Upaya prancisasi lainnya adalah dengan menerapkan undang2 bahwa business name di Quebec wajib menggunakan Bahasa Perancis,  dan semua peralatan electronic yang dijual wajib memiliki versi French atau menu electronic dalam Bahasa Perancis sebagai contohnya.  Jadi Quebec memiliki polisi Bahasa yang bisa mendenda pemilik business yang masih menggunakan English name.  Salah satu contoh business yang kena denda bisa dilihat di sini http://globalnews.ca/news/1671128/oqlf-targets-english-retail-websites/.  Contoh lainnya adalah, kalau anda pencinta video game, bilamana ada review game playstation baru, terkadang penulis yang mereview suka menambahkan catatan,  berhubung game ini belum memiliki content berbahasa Prancis, maka untuk membelinya silahkan berkunjung ke Ontario, atau menunggu beberapa bulan lagi sampai ada French version.
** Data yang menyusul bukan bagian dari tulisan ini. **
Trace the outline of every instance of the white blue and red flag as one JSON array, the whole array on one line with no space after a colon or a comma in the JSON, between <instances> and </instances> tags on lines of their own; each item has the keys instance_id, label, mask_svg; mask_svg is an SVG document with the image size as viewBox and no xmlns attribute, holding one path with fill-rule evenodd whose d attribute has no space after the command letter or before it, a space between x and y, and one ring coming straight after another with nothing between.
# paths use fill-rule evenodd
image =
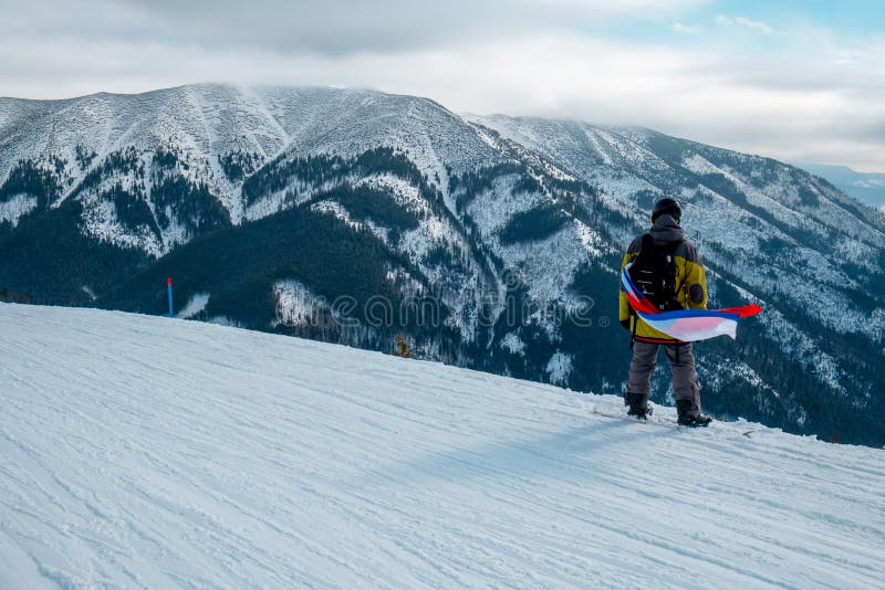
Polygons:
<instances>
[{"instance_id":1,"label":"white blue and red flag","mask_svg":"<svg viewBox=\"0 0 885 590\"><path fill-rule=\"evenodd\" d=\"M707 340L717 336L737 338L738 319L762 312L758 305L728 307L726 309L679 309L662 312L643 295L629 277L629 264L621 273L621 287L627 294L629 306L643 322L670 338L684 343Z\"/></svg>"}]
</instances>

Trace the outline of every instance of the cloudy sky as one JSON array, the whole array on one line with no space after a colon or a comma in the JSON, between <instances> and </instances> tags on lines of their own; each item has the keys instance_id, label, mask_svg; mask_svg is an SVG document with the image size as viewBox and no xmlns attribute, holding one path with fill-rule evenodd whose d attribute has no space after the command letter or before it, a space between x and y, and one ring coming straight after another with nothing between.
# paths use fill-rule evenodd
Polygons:
<instances>
[{"instance_id":1,"label":"cloudy sky","mask_svg":"<svg viewBox=\"0 0 885 590\"><path fill-rule=\"evenodd\" d=\"M361 86L885 172L881 0L0 0L0 95Z\"/></svg>"}]
</instances>

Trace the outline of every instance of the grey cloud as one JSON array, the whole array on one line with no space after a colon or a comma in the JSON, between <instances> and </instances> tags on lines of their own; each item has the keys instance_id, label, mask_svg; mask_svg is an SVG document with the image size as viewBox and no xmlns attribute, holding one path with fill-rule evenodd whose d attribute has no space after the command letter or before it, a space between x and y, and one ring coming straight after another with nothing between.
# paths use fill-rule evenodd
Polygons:
<instances>
[{"instance_id":1,"label":"grey cloud","mask_svg":"<svg viewBox=\"0 0 885 590\"><path fill-rule=\"evenodd\" d=\"M0 1L0 10L13 15L6 24L0 22L0 31L346 55L481 43L542 31L574 32L620 13L658 17L702 1L48 0L23 6Z\"/></svg>"}]
</instances>

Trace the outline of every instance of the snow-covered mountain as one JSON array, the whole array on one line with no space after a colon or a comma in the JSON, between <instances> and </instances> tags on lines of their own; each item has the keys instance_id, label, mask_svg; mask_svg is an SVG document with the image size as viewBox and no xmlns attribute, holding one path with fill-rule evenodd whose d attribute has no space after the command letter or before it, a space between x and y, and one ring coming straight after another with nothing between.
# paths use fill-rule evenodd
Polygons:
<instances>
[{"instance_id":1,"label":"snow-covered mountain","mask_svg":"<svg viewBox=\"0 0 885 590\"><path fill-rule=\"evenodd\" d=\"M885 443L885 215L649 129L355 89L3 98L0 295L162 314L173 276L183 317L381 350L402 334L425 358L618 392L616 270L663 194L711 303L766 307L737 345L699 347L708 409Z\"/></svg>"},{"instance_id":2,"label":"snow-covered mountain","mask_svg":"<svg viewBox=\"0 0 885 590\"><path fill-rule=\"evenodd\" d=\"M0 304L0 587L873 588L883 450Z\"/></svg>"}]
</instances>

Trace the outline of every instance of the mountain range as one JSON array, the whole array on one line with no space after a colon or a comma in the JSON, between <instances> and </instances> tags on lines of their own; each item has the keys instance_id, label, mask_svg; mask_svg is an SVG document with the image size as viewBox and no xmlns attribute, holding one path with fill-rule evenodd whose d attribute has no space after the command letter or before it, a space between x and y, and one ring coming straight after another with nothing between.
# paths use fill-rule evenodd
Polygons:
<instances>
[{"instance_id":1,"label":"mountain range","mask_svg":"<svg viewBox=\"0 0 885 590\"><path fill-rule=\"evenodd\" d=\"M663 196L711 306L764 308L697 346L706 410L885 444L885 214L641 127L362 89L0 98L0 296L158 315L171 277L180 317L618 393L617 272Z\"/></svg>"}]
</instances>

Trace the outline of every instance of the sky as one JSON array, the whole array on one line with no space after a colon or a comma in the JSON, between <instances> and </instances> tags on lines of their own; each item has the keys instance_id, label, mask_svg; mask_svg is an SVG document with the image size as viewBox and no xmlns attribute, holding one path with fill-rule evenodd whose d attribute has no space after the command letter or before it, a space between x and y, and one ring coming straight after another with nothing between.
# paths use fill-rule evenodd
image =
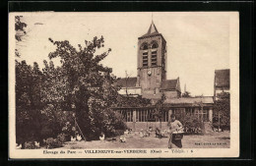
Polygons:
<instances>
[{"instance_id":1,"label":"sky","mask_svg":"<svg viewBox=\"0 0 256 166\"><path fill-rule=\"evenodd\" d=\"M53 40L69 40L77 47L94 36L105 40L111 48L102 64L113 69L117 77L137 76L138 37L145 34L154 21L158 30L167 42L167 79L179 77L182 92L192 95L213 96L214 73L217 69L229 68L229 17L226 13L214 12L139 12L139 13L54 13L24 14L28 25L23 41L16 47L32 65L43 68L43 60L55 47ZM39 23L39 24L38 24ZM54 60L56 65L58 60Z\"/></svg>"}]
</instances>

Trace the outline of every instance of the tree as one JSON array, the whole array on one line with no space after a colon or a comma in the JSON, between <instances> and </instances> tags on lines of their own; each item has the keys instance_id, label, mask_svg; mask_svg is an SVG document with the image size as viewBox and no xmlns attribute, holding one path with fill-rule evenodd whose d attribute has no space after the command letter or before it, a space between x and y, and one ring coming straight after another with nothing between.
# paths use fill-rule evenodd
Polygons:
<instances>
[{"instance_id":1,"label":"tree","mask_svg":"<svg viewBox=\"0 0 256 166\"><path fill-rule=\"evenodd\" d=\"M113 85L116 78L111 74L111 68L100 64L111 49L95 55L104 46L103 37L85 40L86 46L79 44L79 50L67 40L49 40L56 45L49 58L60 58L61 73L67 83L69 92L64 95L65 104L75 111L77 123L86 138L94 139L101 132L114 132L109 116L112 115L110 106L116 102L118 95L118 88Z\"/></svg>"},{"instance_id":2,"label":"tree","mask_svg":"<svg viewBox=\"0 0 256 166\"><path fill-rule=\"evenodd\" d=\"M230 128L230 94L222 92L217 95L214 104L213 125L219 129Z\"/></svg>"},{"instance_id":3,"label":"tree","mask_svg":"<svg viewBox=\"0 0 256 166\"><path fill-rule=\"evenodd\" d=\"M184 93L182 93L182 97L191 97L191 94L189 91L185 91Z\"/></svg>"}]
</instances>

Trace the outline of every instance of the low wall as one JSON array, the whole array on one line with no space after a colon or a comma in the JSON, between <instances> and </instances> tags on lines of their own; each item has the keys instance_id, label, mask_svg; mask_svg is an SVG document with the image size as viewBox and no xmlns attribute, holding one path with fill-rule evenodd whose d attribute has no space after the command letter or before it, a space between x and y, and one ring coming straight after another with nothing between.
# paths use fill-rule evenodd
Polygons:
<instances>
[{"instance_id":1,"label":"low wall","mask_svg":"<svg viewBox=\"0 0 256 166\"><path fill-rule=\"evenodd\" d=\"M141 131L142 129L146 131L149 127L152 127L153 131L156 131L156 128L160 129L160 122L126 122L126 125L136 132ZM161 129L168 129L167 122L161 122Z\"/></svg>"}]
</instances>

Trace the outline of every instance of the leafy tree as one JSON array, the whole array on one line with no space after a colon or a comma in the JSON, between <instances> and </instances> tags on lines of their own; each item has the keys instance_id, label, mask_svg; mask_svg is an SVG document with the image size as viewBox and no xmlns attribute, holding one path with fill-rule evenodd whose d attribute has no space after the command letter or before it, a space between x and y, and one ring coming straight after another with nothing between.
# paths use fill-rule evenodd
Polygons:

Akhir kata, kasus2 itu jumlahnya memang sangat kecil, karena mayoritas memang memilih pluralitas, terutama di daerah-daerah yang menjadi basis immigrant, tetapi tetap saja nasionalisme ala Quebec tidak akan pernah padam. Apalagi pemerintah juga secara halus mewajibkan kebanggaan untuk berbahasa Perancis.   Mungkinkah suatu saat nanti nasionalisme Quebecois akan padam, ataukah akan terjadi referendum ketiga kali nya?